Albion’s analysts are re-stirring their alchemic cauldrons after their consensus prediction of a rise of 2,500 in UK unemployment was confounded on Wednesday.

The number of British citizens claiming unemployment benefit unexpectedly fell by 4,900 to 942,100 in September, reported the Office for National Statistics. Although the fall is insufficient to cause even a blip on the chart, its significance lies in bucking the increase predicted by the woe-mongers.

The national unemployment level remains unchanged at 3.1 per cent – the lowest since October 1975. But jubilation should be constrained, say analysts, many of whom doubt that the trend will continue against the current economic background.

They point to a watershed in the labour market – during the summer the number of those in employment dropped by 19,000 to 28.16 million, whereas the unemployment rate as defined by the International Labour Organisation increased over the same period by 53,000 to marginally over 1.5m.
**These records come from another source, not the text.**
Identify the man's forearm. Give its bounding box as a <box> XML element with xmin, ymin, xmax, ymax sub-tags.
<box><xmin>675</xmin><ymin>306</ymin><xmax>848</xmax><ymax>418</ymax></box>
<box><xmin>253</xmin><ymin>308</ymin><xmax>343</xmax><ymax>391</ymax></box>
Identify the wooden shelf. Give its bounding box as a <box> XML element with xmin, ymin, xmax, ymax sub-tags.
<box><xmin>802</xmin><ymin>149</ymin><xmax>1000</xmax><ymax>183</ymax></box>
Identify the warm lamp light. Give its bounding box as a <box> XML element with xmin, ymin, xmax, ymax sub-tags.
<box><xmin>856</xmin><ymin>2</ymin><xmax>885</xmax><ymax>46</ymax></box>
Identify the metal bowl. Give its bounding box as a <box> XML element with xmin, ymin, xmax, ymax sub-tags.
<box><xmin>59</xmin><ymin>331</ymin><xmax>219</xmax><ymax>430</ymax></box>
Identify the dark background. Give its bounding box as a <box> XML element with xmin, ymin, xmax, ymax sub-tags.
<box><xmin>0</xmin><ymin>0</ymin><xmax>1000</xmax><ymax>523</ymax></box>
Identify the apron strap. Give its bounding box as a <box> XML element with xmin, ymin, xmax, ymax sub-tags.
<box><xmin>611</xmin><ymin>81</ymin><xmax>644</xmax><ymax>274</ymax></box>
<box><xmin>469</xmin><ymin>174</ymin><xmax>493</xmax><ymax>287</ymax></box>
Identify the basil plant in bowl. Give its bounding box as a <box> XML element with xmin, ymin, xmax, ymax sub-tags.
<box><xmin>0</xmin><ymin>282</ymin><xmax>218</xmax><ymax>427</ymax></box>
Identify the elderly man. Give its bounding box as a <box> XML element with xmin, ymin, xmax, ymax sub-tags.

The discrepancy between the two sets of figures lies in the ILO’s definition of unemployment: all adults seeking work but unable to find it [WAMN’s italics]. Those without jobs but not actively seeking work are therefore excluded from the total.

Meantime, average earnings during the three months to August rose 4.5 per cent year-on-year, compared with a July rate of 4.6%. The overall total was restrained by a decline in private sector earnings from 4.4 per cent to 4.2%, while public sector earnings growth was unchanged at 5.8%, with most wage settlements for 2001 already concluded.

According to the Bank of England monetary policy committee, earnings growth of around 4.5% per cent is consistent with the government’s official inflation target of 2.5%.